Broad-backed and upright, as a warrior should be, Drwyn wore a new shirt and trews, his plaid fastened about his shoulders with a jewelled pin. His hair and beard carefully combed, his bearing was as magisterial as Drw’s had ever been. Kingly, even, and the other chiefs could see it. It reflected in their eyes.

They see what in their heart of hearts they have always wanted to see. Ruler, father, protector. Someone to lead them home
.

And I have given him to them
.

Knowing that, she struggled to keep the grin from her lips and remain as impassive as a Speaker should be. Her cheeks ached with the effort.

Eight clans now. Nine. The tenth to come forward, the hawk-faced, white-blond Conor Two Bears, did not kneel. He met Drwyn’s gaze full on, with not an ounce of softness in his eyes.

‘If I give you my war band, Drwyn, will you use them wisely?’ he said. ‘I will not see my clan go the way of the Black Water.’

To Ytha’s surprise, Drwyn did not falter. ‘We lost too many men to Gwlach’s foolishness.’ He offered his spear, white cords swinging in the restless wind. ‘I am not Gwlach.’

‘I pray not.’ Dropping to one knee in the snow, Conor grasped the whitewood spear and held up his own. ‘Do not disappoint me, or I will swear blood feud on the Crainnh until the last Eagle falls.’

Oh you will, will you?
Ytha frowned. Though he had seen the Hounds, Conor was if anything less convinced now than he had been at the Gathering. The Eagle Clan held lands adjoining those of the Feathain near the coast. Over the years they’d mingled their blood with the whalers and seal-drivers of the White Sea and inherited some of their outlandish notions along with their pale hair. Living in longhouses with soft beds and warm fires, halfway to forgetting they were horse-lords. Her knuckles whitened on her staff. They might have to be reminded.

But before she could speak, Drwyn closed his fist around the feather-decked spear of the Eagle Clan and repeated, ‘I am not Gwlach.’

Teeth bared, Conor nodded. ‘I am relieved to hear it, my chief.’

Ten clans, then, but she would have to watch Two Bears to be sure his allegiance held.
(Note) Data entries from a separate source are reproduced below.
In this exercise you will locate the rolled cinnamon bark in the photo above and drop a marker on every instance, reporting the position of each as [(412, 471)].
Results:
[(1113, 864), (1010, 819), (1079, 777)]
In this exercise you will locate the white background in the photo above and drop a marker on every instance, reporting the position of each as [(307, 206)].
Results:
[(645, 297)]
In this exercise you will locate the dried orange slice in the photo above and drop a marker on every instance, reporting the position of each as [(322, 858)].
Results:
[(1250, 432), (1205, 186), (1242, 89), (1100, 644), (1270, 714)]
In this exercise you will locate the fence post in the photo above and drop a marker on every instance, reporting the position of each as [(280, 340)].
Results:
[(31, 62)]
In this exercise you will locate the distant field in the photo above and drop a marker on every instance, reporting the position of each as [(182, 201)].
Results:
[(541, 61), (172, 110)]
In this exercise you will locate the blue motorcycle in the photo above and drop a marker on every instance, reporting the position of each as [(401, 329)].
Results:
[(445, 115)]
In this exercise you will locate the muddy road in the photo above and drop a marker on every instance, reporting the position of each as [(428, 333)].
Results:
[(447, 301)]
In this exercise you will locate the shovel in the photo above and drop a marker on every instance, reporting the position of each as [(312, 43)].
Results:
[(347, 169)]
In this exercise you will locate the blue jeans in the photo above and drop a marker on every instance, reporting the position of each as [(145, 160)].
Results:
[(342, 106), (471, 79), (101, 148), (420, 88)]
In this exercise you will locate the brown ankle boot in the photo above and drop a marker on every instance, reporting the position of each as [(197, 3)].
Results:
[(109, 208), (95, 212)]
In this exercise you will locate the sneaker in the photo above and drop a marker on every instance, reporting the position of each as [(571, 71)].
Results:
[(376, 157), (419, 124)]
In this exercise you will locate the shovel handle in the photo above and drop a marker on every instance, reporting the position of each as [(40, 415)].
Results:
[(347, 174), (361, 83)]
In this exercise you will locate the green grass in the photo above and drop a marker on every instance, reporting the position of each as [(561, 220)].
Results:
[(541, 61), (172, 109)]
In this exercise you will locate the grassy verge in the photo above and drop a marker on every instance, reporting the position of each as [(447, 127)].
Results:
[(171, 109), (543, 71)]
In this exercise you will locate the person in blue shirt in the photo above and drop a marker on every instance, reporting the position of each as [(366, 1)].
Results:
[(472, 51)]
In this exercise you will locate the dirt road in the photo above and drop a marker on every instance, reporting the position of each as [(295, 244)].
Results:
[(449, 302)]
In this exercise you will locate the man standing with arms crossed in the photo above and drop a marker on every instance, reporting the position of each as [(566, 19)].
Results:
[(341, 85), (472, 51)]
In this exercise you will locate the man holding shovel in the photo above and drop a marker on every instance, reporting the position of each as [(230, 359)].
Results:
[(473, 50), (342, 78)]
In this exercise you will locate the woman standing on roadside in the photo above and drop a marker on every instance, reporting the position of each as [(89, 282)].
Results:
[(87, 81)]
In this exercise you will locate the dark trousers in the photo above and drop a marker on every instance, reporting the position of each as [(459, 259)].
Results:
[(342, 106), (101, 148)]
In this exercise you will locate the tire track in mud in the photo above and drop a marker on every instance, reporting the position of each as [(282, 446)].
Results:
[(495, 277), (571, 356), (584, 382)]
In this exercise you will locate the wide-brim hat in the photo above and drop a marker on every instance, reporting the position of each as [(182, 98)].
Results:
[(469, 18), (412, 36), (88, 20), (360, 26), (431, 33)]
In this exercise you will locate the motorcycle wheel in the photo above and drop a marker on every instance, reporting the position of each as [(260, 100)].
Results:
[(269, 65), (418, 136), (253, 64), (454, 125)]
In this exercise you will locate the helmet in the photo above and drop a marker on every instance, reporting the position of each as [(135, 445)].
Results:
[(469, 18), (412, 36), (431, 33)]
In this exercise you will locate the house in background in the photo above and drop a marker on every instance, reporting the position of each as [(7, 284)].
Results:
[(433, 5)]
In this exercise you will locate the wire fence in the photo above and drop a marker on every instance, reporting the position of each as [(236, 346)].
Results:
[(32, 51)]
Binding his Speaker to her with the others would help, but still. It would only take one clan to fall away for others to follow.

But ten clans became twelve, thirteen, then Conor’s brother-in-looks Aarik of the Feathain stepped up to make his pledge and she held her breath. When he’d made his vow she released it and cursed herself for doubting. This was her plan. It would not fail.